It’s time once again to take a look at some of the traffic drivers for this blog and find out just what search strings are bringing visitors here for a 0-5 second stay, or as I like to call it, Keyword Kraziness.
how tall if kirsten kemp of hgtv
I’m assuming you meant “is,” not “if.” Even allowing for that, you still got things wrong: she’s on TLC, not HGTV. As for her height, I recently watched an episode of Property Ladder in which someone stated that he was six feet tall, and when standing next to him Kirsten appeared to be as tall, and possibly taller.
superhorse fucks superwoman
Okay, let me say up front that yes, if we read between the Comics Code Authority-approved lines, back in the Silver Age, Comet the Super Horse, did want to fuck Supergirl. That is to say that he had romantic feelings towards her, and, though it never happened on-panel in comics when those stories were told, the standard culmination of romantic attraction usually involves some form of sex.
The whole thing a little (but only a little) less creepy than it seems on the surface in that Comet was not technically a horse, but rather a Centaur who had been inadvertently transformed into a horse by the witch Circe. He’d gone to Circe in the hopes of being turned into a human, as he’d fallen in love with a human woman. Circe screwed things up and pushed him in the opposite direction, turning him into a horse. I don’t remember why she couldn’t reverse the change, but to make up for it, she granted him immortality and super powers (In Silver Age Superman/Supergirl stories, gaining super powers meant, by default, gaining super powers similar to those of Superman. The exception to this was when the point of the story was to have someone be able to do something that even Superman couldn’t.). Thus, he lived on from the Hellenistic period of ancient Greece and was around in the mid-20th Century and living in the town of Midvale, home of Supergirl.
But yeah, so far as I know, Supergirl never got into any overtly freaky Kryptonian/Equine action, though he did, of course, get to spend a lot of time between her legs.
As for Superwoman – a villainous member of the Crime Syndicate of Earth 3 – I have no doubt that kinky bitch got it on with a horse at some point.
In any case, you might try checking out alt.binaries.erotica.cartoons to see if there is any fan/pervert out there who’s whipped up an image of the sort you’re looking for.
kari ann peniche brink of peeing
Years ago I did this (Just Barely Safe for Work) picture of Ms. Peniche (or at least part of her) from her appearance in Playboy. It’s possible that she’s on the brink of peeing, but I can’t really say for sure, and am not particularly interested in knowing. I’m not into the whole chicks peeing thing, and seriously don’t understand the appeal.
little shavers dicks
Am I correct in assuming that you are looking for the penises of young boys? None to be found here. I’d say “keep looking,” but I’d prefer that you just stop. No, not looking: breathing.
quesada creators
I’m assuming that would be Mr. and Mrs. Quesada.

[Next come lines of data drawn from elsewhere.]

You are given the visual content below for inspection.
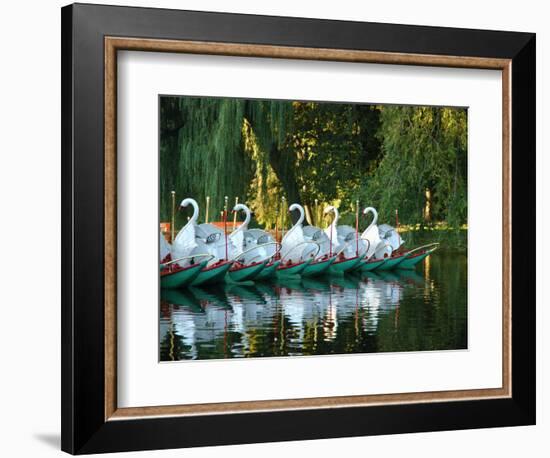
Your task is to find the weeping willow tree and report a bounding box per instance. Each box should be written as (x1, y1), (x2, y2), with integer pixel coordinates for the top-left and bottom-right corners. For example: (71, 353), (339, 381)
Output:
(160, 97), (467, 236)
(362, 106), (467, 228)
(160, 97), (299, 225)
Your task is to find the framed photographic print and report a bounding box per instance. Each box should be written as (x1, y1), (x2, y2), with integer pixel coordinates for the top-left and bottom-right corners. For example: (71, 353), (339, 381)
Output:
(62, 4), (535, 454)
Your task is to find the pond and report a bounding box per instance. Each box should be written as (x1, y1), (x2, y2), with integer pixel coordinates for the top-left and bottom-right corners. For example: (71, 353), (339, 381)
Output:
(159, 250), (468, 361)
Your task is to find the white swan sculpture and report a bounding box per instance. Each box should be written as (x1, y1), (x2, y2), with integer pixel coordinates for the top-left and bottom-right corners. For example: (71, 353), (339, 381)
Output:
(324, 205), (370, 259)
(171, 198), (213, 267)
(281, 204), (319, 264)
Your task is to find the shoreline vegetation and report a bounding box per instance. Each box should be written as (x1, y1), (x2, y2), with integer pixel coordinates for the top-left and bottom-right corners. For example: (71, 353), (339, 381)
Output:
(160, 96), (468, 251)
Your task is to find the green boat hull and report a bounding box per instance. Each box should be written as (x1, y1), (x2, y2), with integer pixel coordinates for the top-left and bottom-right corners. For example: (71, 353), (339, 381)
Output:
(227, 261), (267, 283)
(277, 259), (311, 277)
(254, 261), (281, 280)
(302, 257), (336, 277)
(160, 261), (210, 289)
(397, 250), (433, 269)
(361, 259), (386, 272)
(329, 256), (362, 275)
(377, 254), (407, 270)
(191, 262), (233, 286)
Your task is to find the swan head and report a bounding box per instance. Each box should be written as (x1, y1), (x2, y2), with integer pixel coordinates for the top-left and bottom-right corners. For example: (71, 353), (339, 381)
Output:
(363, 207), (378, 215)
(180, 197), (199, 208)
(288, 204), (303, 212)
(233, 204), (250, 212)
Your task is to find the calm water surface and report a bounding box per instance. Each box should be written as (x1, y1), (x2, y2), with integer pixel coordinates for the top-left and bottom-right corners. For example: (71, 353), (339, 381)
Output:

hot chicks shooting heroin
They probably won’t be hot for long if they keep shooting heroin.
nudity vouyers
There’s a guy working in the porn business as actor, director, and producer, who goes by the name Vince Vouyer. I assume that, like him, you don’t know how to spell voyeur.
cute chick safeway
Which Safeway?
fish automatic doors
I see variations on this one fairly often, usually with the word “kill” also present. Is there some sort of urban myth floating around that automatic doors somehow kill fish?
my first day in porn
How did it go? Did you happen to work with Vince Vouyer?
watch bikini cavegirl free
Even that’s too expensive.
Well, that does it for this edition of Keyword Kraziness. Keep that Kraziness koming!
(Oh, and speaking of traffic drivers, given that they so frequently post links to me, I’ve added a link to When Fangirls Attack! over on the right.)